From: Peter Constable <petercon@microsoft.com>
Date: Wed, 19 Jan 2005 17:26:38 -0800
Message-ID: <F8ACB1B494D9734783AAB114D0CE68FE04D20821@RED-MSG-52.redmond.corp.microsoft.com>
To: <www-rdf-interest@w3.org>, <www-international@w3.org>, <ietf-languages@iana.org>

> From: Mark Davis [mailto:mark.davis@jtcsv.com]

> Also, because words get adopted over time, and become "more and more"
> considered a natural part of the language.

I almost mentioned lexical borrowings as an issue. To my knowledge (though language contact is not an area of expertise for me) linguists have not established agreed-upon criteria by which to decide that lexical borrowing has become fully incorporated into another language. The process is certainly a gradual one.

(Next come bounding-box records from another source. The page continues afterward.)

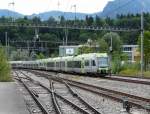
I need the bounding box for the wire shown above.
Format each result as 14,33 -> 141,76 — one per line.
104,0 -> 134,16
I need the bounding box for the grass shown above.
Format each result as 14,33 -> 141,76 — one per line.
119,69 -> 150,78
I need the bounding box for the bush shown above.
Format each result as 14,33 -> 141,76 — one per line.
144,71 -> 150,78
119,69 -> 138,76
0,48 -> 12,82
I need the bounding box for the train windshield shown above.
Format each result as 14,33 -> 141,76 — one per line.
98,57 -> 108,67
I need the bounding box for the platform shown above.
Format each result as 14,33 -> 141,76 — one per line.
0,82 -> 29,114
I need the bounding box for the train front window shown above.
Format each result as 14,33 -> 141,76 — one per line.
98,57 -> 108,67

So, for instance, most English speakers would have no clue that "conversation" came into English from French. Most are probably aware that "faux pas" comes from French, but would not be conscious of that each time they use it. (Another example that's probably further along in internalization would be American usage of "foyer" in which the pronunciation is fully Anglicised (Canadians and Brits say /foije/.) I'd guess that most times an English speaker uses "nom de plume" or "bête noir" they are conscious of the French origin though some might feel this has been adopted into their working vocabulary. And I'd guess any time an English speaker used "adieu", "un bon idée" or several other expressions they might use in an English conversation that they'd perceive themselves as having switched temporarily to French.

So, at what point do you tag xml:lang="en" versus xml:lang="fr"? There are no well-defined answers to this one.